Those who are interested in the world of education know very well that school curricula—that is, what a society deems its youngest members must learn and know—are always changing. These curricula can change in various ways.
Changing with the Times
Sometimes the changes are due to data that is updated based specifically on scientific and neurological research. That is the case, for example, when a decision is made to change the age at which students should learn multiplication or division. Sometimes the changes come about more within the framework of teaching because the research in that area has shown that we get better results when teaching this or that skill, like reading, by using one method rather than another.

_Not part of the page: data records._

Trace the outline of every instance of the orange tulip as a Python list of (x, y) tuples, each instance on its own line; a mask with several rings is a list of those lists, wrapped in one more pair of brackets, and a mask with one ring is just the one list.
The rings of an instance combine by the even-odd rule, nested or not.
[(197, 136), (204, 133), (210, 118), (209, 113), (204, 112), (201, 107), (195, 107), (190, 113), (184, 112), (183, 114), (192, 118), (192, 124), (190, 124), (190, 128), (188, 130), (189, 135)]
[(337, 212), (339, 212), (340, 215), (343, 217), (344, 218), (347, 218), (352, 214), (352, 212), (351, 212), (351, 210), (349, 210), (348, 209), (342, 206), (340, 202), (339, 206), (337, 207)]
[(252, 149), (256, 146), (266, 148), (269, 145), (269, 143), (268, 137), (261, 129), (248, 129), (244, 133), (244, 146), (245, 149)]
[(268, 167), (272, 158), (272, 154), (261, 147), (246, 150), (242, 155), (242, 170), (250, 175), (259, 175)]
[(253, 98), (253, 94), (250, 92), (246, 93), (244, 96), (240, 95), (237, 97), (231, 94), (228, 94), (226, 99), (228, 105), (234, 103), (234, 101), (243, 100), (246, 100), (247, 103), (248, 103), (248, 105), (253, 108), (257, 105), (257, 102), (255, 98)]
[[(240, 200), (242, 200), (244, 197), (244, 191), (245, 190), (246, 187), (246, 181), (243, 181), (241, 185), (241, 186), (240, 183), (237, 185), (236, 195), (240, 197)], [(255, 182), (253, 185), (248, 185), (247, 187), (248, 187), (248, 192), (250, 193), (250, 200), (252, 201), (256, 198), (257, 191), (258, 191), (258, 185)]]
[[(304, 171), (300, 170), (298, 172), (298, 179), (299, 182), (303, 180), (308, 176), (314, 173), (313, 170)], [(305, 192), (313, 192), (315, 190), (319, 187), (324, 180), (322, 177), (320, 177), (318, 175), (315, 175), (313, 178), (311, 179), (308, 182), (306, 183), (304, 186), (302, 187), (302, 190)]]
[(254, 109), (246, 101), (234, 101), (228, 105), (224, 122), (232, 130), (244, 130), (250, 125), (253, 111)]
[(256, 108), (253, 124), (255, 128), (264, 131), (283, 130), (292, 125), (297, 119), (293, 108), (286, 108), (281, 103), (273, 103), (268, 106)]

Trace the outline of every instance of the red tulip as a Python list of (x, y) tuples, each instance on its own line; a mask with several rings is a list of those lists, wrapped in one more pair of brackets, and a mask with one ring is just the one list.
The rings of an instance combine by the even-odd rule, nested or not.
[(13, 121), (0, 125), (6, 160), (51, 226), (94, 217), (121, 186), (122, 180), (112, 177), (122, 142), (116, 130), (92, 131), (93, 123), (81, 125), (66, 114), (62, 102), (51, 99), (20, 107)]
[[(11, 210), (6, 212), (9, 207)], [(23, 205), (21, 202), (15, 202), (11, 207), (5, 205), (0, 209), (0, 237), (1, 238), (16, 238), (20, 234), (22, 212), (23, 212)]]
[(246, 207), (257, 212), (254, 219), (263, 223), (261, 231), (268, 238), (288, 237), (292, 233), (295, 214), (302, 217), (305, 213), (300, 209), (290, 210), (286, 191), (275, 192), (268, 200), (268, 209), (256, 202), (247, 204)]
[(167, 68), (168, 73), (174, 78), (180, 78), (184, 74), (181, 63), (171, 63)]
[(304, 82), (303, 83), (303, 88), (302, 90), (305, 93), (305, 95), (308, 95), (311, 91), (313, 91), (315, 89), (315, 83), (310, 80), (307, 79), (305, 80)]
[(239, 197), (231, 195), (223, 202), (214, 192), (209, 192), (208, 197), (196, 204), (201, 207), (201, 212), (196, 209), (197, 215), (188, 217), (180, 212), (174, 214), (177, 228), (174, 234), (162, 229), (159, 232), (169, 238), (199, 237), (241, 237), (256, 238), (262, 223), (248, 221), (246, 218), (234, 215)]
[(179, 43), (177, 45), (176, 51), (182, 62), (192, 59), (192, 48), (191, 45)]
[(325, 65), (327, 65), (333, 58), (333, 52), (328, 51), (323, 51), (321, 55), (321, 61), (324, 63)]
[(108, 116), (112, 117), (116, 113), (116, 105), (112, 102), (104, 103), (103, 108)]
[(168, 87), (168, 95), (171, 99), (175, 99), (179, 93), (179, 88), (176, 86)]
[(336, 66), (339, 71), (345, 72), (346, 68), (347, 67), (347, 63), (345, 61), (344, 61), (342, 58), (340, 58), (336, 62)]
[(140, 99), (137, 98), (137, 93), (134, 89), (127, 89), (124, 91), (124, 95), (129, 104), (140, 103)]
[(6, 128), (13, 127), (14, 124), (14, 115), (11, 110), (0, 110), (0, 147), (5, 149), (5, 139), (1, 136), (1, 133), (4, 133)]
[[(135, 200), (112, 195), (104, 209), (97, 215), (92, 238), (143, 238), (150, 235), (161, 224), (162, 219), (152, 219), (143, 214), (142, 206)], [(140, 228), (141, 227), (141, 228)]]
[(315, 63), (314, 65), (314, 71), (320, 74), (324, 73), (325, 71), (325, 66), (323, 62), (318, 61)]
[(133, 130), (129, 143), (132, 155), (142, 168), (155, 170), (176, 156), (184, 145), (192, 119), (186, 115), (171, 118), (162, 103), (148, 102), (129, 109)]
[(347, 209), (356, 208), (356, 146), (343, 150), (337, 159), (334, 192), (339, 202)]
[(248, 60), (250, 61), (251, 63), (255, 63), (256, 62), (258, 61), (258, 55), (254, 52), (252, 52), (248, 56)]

Sometimes the changes are more political. They reflect a desire to teach certain topics in a different way. For example, that is the case in history where, today, for very obvious reasons, we teach about colonization through a different lens than we did 25 years ago.
Finally, curricula change to better reflect our present. That is why topics like globalization or the internet came to be part of what is taught in human geography or in math through teaching computer languages.
A Most Important Change
Amongst these ‘innovations’, there is a theme whose stakes and urgency have made a remarkable entry in curricula: climate change. An interdisciplinary subject if there ever was one, we can find traces of it everywhere: literature, science, geography, technology, etc. Schools have increased initiatives in order to put the future of the planet at the center of its concerns and to make the younger generations more aware of this scourge on which they can have a direct impact.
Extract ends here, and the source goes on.